The trial court had decreed the suit which was partly modified by the appellate court. The high court, in second appeal, dismissed the suit. The apex court remanded it to the high court for deciding the second appeal afresh in the light of the principles of Hindu law. As the parties stated that they do not want to lead any additional evidence, the high court again dismissed the suit holding that Pritam Singh being a karta had a right to sell the suit land; that there did exist a legal necessity of the family for which the suit land was required to be sold by Karta. It also noted that the factum of legal necessity was mentioned in the sale deed to the effect that sale was done with a view to discharge the loan liability and to undertake the improvement on the agricultural land.
The bench of Justice Abhay Manohar Sapre and Justice Sanjay Kishan Kaul (in Kehar Singh vs. Nachittar Kaur), referred to Mulla’s "Hindu Law" Article 254, of which deals with the right of a father to alienate any ancestral property. Article 241 which defines ‘legal necessity’ was also taken note of.
Upholding the high court judgment, the bench observed: “It has come in evidence that firstly, the family owed two debts and secondly, the family also needed money to make improvement in agriculture land belonging to the family. Pritam Singh, being a Karta of the family, had every right to sell the suit land belonging to family to discharge the debt liability and spend some money to make improvement in agriculture land for the maintenance of his family. These facts were also mentioned in the sale deed.”
It also observed that the defendants satisfied the test laid down in Hindu law as explained by Mulla in Article 254 (2) read with Articles 241 (a) and (g).
Article 254(2) states that a father as kartha can sell or mortgage ancestral property, whether movable or immovable, including the interest of his sons, grandsons and great-grandsons therein, for the payment of his own debt, provided the debt was an antecedent debt, and was not incurred for immoral or illegal purposes. As per Article 241, payment of debts incurred for family business or other necessary purpose is included in the definition of legal necessity.

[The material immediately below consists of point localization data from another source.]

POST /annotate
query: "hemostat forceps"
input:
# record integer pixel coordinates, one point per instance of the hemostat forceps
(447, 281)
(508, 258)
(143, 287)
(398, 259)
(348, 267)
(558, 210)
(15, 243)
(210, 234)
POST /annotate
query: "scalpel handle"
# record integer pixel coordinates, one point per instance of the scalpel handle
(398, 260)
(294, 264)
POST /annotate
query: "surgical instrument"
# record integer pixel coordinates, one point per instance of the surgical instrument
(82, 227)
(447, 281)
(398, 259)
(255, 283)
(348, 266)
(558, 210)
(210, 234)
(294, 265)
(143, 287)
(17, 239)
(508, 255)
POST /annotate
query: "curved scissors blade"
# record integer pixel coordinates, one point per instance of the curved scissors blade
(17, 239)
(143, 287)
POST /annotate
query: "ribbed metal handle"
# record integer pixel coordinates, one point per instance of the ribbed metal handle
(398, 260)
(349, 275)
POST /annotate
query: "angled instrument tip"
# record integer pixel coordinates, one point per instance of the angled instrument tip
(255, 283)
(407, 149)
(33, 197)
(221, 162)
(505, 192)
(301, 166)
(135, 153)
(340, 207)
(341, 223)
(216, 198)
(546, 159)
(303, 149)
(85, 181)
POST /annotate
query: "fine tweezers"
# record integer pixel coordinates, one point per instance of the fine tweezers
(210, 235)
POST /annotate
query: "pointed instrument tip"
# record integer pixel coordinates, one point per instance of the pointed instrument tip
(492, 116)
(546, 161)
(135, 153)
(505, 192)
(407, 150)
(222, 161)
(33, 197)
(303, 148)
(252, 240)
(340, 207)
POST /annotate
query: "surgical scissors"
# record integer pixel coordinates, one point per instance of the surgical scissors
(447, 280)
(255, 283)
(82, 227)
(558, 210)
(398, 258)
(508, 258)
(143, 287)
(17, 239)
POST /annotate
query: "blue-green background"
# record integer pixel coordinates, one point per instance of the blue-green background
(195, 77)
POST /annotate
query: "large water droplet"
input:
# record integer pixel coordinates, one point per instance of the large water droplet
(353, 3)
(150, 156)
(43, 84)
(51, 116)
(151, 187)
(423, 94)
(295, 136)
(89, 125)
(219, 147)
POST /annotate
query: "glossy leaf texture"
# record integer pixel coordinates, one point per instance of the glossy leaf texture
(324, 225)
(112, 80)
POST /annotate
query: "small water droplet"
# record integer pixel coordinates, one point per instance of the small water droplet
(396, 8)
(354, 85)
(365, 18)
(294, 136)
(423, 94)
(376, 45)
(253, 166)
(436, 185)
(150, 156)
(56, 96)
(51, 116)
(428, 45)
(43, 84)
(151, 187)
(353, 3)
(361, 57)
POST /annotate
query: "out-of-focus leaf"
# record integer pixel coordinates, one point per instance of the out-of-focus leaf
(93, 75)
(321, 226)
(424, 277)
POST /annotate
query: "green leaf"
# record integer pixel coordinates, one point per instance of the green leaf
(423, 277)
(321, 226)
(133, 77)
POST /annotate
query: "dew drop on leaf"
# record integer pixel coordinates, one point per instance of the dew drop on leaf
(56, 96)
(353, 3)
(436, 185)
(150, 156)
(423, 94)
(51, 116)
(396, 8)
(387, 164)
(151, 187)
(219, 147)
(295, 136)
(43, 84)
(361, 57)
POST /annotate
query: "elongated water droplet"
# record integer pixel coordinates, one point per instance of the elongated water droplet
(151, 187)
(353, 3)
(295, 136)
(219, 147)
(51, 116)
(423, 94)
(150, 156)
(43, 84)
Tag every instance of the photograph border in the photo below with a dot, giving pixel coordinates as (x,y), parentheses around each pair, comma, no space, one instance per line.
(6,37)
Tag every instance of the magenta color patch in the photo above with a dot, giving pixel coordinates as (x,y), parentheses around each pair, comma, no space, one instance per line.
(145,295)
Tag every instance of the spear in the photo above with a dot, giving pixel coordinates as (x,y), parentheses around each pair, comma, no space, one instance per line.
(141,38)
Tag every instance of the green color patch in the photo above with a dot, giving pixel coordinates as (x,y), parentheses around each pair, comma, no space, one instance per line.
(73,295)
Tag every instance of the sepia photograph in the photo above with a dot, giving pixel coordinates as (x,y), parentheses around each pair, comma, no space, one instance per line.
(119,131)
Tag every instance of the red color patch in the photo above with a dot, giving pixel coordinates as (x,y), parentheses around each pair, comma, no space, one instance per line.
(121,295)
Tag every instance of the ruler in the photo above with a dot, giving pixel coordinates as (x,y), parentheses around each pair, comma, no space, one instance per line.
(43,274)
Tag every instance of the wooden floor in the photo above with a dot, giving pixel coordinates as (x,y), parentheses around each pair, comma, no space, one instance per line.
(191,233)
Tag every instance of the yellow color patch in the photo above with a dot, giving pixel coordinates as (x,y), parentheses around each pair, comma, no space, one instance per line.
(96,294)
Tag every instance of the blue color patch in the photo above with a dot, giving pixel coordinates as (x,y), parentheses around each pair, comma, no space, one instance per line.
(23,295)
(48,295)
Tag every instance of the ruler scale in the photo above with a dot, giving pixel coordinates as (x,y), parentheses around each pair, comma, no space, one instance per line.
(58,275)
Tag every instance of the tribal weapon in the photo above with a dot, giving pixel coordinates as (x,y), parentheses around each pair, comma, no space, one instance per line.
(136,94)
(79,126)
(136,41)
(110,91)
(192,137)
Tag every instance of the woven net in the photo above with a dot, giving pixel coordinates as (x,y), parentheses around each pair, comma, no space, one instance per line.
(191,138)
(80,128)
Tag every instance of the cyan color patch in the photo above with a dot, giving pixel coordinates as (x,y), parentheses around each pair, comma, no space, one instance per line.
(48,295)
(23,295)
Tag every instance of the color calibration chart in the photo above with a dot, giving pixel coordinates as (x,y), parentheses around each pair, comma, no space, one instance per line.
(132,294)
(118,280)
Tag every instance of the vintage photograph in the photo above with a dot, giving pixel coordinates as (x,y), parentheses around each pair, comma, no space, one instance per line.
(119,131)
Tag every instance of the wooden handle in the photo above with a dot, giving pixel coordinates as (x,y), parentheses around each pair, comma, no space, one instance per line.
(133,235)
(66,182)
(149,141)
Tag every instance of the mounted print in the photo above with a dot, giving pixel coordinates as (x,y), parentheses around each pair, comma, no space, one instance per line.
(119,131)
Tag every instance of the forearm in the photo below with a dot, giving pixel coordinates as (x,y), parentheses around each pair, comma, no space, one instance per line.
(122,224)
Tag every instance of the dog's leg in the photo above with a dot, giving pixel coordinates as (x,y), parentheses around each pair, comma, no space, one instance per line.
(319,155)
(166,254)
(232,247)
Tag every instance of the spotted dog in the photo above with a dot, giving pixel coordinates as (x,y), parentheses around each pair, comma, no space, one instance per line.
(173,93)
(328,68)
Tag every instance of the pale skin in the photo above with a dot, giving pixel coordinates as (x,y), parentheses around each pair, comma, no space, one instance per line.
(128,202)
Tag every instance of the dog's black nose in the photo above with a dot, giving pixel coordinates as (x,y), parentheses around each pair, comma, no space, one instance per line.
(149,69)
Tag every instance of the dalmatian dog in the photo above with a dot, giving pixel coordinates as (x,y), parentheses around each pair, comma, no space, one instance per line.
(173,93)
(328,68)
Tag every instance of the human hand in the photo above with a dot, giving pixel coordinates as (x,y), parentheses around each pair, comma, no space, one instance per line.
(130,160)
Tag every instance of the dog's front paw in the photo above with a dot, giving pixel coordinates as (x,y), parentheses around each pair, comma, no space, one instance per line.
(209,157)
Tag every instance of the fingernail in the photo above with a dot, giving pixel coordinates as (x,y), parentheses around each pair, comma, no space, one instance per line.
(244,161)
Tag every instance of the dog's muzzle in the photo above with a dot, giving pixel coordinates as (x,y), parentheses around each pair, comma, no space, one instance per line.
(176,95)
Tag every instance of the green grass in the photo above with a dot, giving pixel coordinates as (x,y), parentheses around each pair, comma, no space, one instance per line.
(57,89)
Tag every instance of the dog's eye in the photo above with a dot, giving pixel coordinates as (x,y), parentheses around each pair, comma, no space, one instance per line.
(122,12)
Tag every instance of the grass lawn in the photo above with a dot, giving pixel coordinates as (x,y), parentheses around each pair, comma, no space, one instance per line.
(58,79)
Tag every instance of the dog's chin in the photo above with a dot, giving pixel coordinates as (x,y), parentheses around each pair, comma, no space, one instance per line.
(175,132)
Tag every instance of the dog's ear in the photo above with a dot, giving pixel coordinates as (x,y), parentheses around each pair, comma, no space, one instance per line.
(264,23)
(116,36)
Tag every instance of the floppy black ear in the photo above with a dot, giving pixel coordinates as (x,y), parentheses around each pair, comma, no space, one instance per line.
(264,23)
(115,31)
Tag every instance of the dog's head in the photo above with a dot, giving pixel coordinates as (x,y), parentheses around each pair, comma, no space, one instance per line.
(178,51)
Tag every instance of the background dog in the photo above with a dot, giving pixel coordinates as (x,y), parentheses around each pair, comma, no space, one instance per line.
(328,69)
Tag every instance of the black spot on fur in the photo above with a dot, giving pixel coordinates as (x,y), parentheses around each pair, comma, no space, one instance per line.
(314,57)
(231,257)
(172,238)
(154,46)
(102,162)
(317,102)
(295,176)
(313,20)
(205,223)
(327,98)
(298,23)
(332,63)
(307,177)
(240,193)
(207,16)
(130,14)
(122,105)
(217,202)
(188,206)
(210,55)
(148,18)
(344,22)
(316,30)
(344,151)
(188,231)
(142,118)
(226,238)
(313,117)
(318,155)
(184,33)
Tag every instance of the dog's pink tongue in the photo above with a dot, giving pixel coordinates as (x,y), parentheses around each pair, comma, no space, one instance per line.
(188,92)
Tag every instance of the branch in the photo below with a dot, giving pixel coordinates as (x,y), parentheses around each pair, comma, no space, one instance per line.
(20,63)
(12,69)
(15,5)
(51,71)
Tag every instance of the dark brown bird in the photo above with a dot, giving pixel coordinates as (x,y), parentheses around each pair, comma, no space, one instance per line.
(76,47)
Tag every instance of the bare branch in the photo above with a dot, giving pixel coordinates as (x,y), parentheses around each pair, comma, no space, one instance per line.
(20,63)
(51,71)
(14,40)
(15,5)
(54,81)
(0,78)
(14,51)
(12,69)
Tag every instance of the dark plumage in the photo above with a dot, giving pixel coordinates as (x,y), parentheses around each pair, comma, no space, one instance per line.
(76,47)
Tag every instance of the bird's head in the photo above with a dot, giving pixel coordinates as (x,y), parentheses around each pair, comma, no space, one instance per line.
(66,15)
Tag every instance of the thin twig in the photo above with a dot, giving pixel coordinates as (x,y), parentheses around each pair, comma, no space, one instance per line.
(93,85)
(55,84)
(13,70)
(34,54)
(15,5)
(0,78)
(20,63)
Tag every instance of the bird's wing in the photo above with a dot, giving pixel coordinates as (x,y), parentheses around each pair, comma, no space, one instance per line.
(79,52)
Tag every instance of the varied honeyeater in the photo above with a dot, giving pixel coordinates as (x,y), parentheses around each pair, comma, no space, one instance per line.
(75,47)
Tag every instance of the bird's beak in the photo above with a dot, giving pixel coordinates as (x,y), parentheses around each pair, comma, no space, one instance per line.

Dismissing the 54-year-old suit, the bench said: “Once the factum of existence of legal necessity stood proved, then, in our view, no co-coparcener (son) has a right to challenge the sale made by the Karta of his family. The plaintiff being a son was one of the co-coparceners along with his father-Pritam Singh. He had no right to challenge such sale in the light of findings of legal necessity being recorded against him. It was more so when the plaintiff failed to prove by any evidence that there was no legal necessity for sale of the suit land or that the evidence adduced by the defendants to prove the factum of existence of legal necessity was either insufficient or irrelevant or no evidence at all.”